TransDecoder / TransDecoder

TransDecoder source
Other
267 stars 58 forks source link

Integration with ParaFly #1

Closed macmanes closed 9 years ago

macmanes commented 9 years ago

One of the nice things about early TransDecoder versions was it's integration with ParaFly - which made running large numbers of hmmscan jobs on a workstation very easy and fast. The new TransD lacks that, which I think is unfortunate. HpcGridRunner is great for people who have that type of resource available, but ParaFly was perfect for those of us with multi-core workstations.

So, what I'm saying is maybe we need a 'prep_for_parafly` utility that would take a multifasta file as input, along with blastp or hmmscan command, and output a file containing the commands that ParaFly could then act upon..

Maybe something like this already exists..

brianjohnhaas commented 9 years ago

Hi Matt,

If you're not going to run it as distributed on a compute farm, I wonder if just running hmmscan with --cpu multithreading will be sufficient, not requiring parafly. Parafly is best used when the system isn't already multithreaded, as it's a cheap way to make it so.

macmanes commented 9 years ago

No way.. I have a 'average' sized dataset that has still running with multithreaded hmmscan for over 48 hours now. The whole TransD pipeline used to take only a fraction of that using parafly. hmmscan is only weekly threaded - so as to say --cpu 1 is roughly equal to -cpu 8 or higher.

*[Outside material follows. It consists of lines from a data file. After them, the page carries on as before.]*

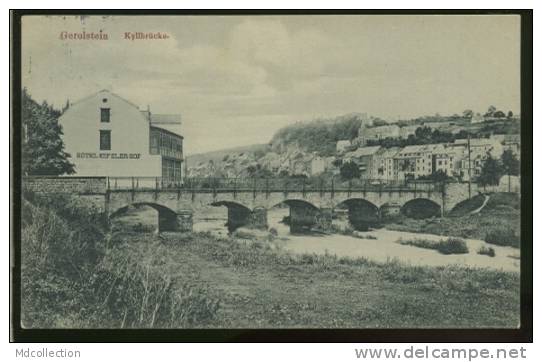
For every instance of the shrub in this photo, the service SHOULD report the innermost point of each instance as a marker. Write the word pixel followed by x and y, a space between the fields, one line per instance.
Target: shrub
pixel 69 279
pixel 503 237
pixel 466 206
pixel 57 255
pixel 135 292
pixel 452 246
pixel 448 246
pixel 484 250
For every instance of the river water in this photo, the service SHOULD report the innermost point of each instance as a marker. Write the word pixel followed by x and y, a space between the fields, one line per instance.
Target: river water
pixel 384 247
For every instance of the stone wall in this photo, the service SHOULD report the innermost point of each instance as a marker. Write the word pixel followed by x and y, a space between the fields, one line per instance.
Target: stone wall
pixel 71 185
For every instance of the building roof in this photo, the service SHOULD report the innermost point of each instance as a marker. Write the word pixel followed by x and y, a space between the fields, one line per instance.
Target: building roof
pixel 476 142
pixel 389 152
pixel 165 118
pixel 344 143
pixel 406 151
pixel 363 151
pixel 167 131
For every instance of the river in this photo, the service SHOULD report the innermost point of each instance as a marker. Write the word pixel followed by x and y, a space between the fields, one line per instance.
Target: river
pixel 384 247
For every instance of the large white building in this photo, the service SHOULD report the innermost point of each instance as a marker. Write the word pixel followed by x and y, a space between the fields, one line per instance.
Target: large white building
pixel 107 135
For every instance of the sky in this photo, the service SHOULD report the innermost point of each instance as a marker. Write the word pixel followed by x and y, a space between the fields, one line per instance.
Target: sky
pixel 235 80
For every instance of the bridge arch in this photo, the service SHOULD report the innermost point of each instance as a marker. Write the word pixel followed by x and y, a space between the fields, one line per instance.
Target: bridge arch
pixel 238 214
pixel 362 213
pixel 421 208
pixel 303 215
pixel 167 218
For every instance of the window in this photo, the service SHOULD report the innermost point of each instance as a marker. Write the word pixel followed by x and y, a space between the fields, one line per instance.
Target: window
pixel 105 114
pixel 105 140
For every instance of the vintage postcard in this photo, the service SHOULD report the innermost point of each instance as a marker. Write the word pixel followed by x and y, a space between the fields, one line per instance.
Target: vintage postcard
pixel 270 171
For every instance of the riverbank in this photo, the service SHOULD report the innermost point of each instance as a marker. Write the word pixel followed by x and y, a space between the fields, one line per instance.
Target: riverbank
pixel 500 214
pixel 76 274
pixel 263 287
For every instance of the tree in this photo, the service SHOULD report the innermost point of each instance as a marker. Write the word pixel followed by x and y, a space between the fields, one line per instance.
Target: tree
pixel 467 113
pixel 499 114
pixel 43 148
pixel 349 171
pixel 377 122
pixel 490 111
pixel 510 165
pixel 491 172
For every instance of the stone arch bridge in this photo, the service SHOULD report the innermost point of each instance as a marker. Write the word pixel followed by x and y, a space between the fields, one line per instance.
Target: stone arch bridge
pixel 311 203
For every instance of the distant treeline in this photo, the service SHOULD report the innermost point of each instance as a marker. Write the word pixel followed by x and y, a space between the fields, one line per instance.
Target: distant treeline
pixel 319 136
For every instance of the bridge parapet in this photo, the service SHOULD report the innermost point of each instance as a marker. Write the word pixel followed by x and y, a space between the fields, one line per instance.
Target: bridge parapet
pixel 269 185
pixel 65 184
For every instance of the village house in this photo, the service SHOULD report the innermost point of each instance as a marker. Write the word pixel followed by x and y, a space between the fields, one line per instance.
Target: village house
pixel 443 159
pixel 363 157
pixel 107 135
pixel 343 146
pixel 383 164
pixel 482 145
pixel 509 141
pixel 413 161
pixel 406 131
pixel 366 134
pixel 477 118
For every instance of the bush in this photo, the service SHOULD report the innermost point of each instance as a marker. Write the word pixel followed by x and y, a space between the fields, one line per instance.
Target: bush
pixel 57 255
pixel 71 278
pixel 135 292
pixel 484 250
pixel 466 206
pixel 503 237
pixel 448 246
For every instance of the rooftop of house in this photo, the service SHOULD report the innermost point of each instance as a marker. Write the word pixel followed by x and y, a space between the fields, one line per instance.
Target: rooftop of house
pixel 389 152
pixel 363 151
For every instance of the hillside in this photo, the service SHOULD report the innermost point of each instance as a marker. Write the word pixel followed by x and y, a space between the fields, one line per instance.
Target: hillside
pixel 215 156
pixel 319 136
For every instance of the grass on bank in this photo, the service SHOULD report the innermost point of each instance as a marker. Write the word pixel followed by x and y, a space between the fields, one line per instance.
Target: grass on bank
pixel 78 275
pixel 447 246
pixel 489 251
pixel 497 223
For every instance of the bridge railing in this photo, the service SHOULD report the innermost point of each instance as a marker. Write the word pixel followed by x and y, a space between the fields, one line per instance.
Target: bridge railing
pixel 283 184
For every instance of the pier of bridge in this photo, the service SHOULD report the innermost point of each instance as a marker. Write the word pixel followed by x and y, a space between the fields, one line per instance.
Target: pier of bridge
pixel 311 202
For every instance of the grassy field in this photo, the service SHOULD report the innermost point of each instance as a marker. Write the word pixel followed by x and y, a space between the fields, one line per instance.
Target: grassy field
pixel 259 287
pixel 501 215
pixel 77 274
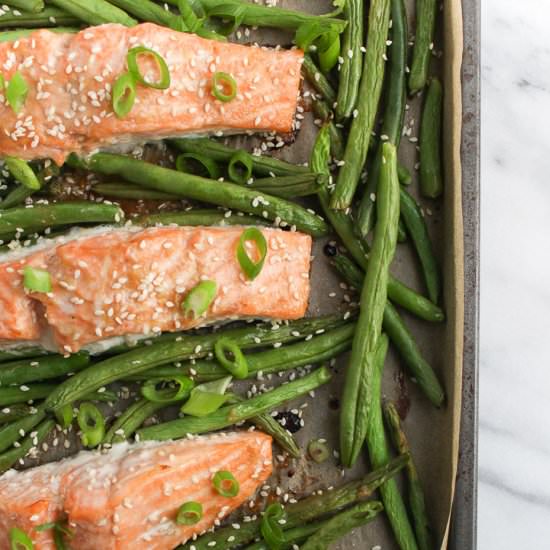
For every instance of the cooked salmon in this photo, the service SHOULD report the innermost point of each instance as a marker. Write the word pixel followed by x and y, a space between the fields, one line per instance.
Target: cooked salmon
pixel 133 283
pixel 129 497
pixel 70 79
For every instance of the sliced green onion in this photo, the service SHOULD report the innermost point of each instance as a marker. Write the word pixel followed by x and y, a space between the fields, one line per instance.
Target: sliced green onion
pixel 209 166
pixel 124 94
pixel 22 172
pixel 225 484
pixel 189 513
pixel 16 92
pixel 207 398
pixel 197 302
pixel 180 390
pixel 36 280
pixel 133 67
pixel 270 527
pixel 19 540
pixel 237 365
pixel 318 450
pixel 224 87
pixel 251 268
pixel 240 167
pixel 92 424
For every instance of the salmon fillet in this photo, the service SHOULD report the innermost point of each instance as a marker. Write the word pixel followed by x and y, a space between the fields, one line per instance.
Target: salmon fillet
pixel 133 283
pixel 70 78
pixel 129 498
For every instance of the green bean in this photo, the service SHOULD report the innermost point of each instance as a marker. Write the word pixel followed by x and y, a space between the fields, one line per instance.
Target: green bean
pixel 261 164
pixel 423 43
pixel 305 510
pixel 357 396
pixel 176 348
pixel 130 420
pixel 233 414
pixel 307 352
pixel 11 457
pixel 198 217
pixel 351 53
pixel 132 192
pixel 95 12
pixel 145 10
pixel 50 17
pixel 341 524
pixel 13 432
pixel 220 193
pixel 417 504
pixel 42 217
pixel 379 454
pixel 416 227
pixel 27 5
pixel 394 111
pixel 22 394
pixel 431 177
pixel 367 105
pixel 318 80
pixel 41 368
pixel 398 292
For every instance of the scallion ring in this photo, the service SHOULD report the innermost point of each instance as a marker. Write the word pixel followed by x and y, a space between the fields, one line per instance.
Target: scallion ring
pixel 133 67
pixel 270 527
pixel 250 267
pixel 225 484
pixel 197 302
pixel 209 167
pixel 124 94
pixel 36 280
pixel 92 424
pixel 22 172
pixel 240 167
pixel 237 365
pixel 19 540
pixel 189 513
pixel 17 90
pixel 224 87
pixel 180 389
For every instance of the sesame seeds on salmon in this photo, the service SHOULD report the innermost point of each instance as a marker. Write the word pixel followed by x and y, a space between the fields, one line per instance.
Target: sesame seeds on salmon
pixel 129 497
pixel 133 283
pixel 71 76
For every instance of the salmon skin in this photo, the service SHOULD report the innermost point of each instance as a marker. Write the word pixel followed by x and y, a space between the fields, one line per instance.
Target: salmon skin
pixel 126 282
pixel 71 76
pixel 129 497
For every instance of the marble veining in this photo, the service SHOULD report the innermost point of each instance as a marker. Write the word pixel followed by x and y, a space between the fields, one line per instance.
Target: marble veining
pixel 514 445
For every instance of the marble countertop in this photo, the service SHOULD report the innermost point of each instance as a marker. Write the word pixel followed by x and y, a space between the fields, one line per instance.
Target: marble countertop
pixel 514 442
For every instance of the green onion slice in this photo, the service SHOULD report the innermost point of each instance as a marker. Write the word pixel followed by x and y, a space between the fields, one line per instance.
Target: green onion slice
pixel 318 451
pixel 36 280
pixel 22 172
pixel 197 302
pixel 240 167
pixel 133 67
pixel 189 513
pixel 92 424
pixel 207 398
pixel 225 484
pixel 124 94
pixel 176 388
pixel 19 540
pixel 271 528
pixel 208 167
pixel 224 87
pixel 237 364
pixel 16 92
pixel 252 268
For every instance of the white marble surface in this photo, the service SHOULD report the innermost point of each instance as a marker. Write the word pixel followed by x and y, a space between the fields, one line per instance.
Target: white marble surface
pixel 514 458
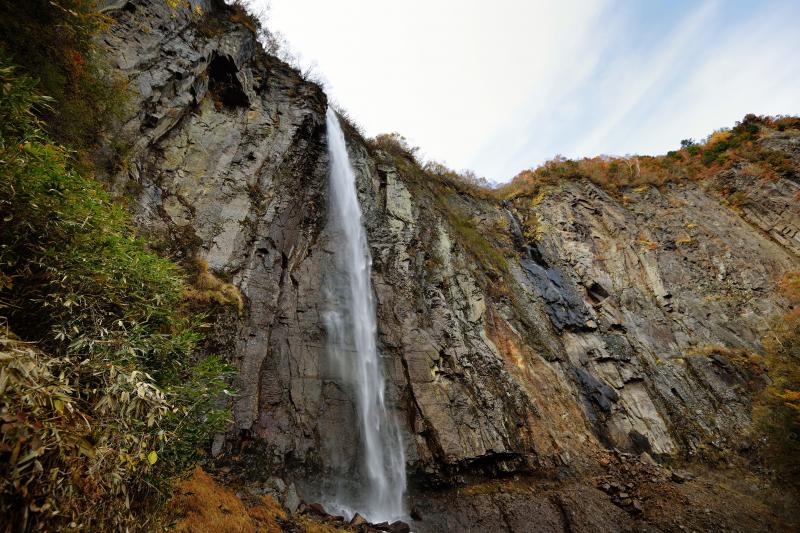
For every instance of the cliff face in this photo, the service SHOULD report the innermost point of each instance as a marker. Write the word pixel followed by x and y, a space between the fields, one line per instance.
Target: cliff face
pixel 607 322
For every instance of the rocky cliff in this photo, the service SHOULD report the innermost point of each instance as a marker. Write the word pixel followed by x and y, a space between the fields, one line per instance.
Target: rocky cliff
pixel 522 337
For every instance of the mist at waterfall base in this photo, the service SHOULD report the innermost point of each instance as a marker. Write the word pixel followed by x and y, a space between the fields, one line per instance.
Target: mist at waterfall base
pixel 350 322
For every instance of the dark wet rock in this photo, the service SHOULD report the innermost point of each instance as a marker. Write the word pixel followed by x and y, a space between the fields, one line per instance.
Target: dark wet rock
pixel 681 476
pixel 591 342
pixel 357 520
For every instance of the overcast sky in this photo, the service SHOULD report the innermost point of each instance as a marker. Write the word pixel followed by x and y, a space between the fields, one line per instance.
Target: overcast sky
pixel 500 86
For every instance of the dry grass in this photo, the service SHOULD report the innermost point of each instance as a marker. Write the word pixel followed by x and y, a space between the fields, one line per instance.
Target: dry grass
pixel 206 507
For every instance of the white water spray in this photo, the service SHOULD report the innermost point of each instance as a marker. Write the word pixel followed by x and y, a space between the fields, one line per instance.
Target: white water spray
pixel 352 330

brianjohnhaas commented 9 years ago

gotcha. What I'll do is to add an option to HPC GridRunner to just run it using parafly. You can then write a little wrapper to make your TransDecoder installation run with just a single command (again).

On Tue, Feb 3, 2015 at 7:59 AM, Matt MacManes notifications@github.com wrote:

No way.. I have a 'average' sized dataset that has still running with multithreaded hmmscan for over 48 hours now. The whole TransD pipeline used to take only a fraction of that using parafly. hmmscan is only weekly threaded - so as to say --cpu 1 is roughly equal to -cpu 8 or higher.

— Reply to this email directly or view it on GitHub https://github.com/TransDecoder/TransDecoder/issues/1#issuecomment-72645916 .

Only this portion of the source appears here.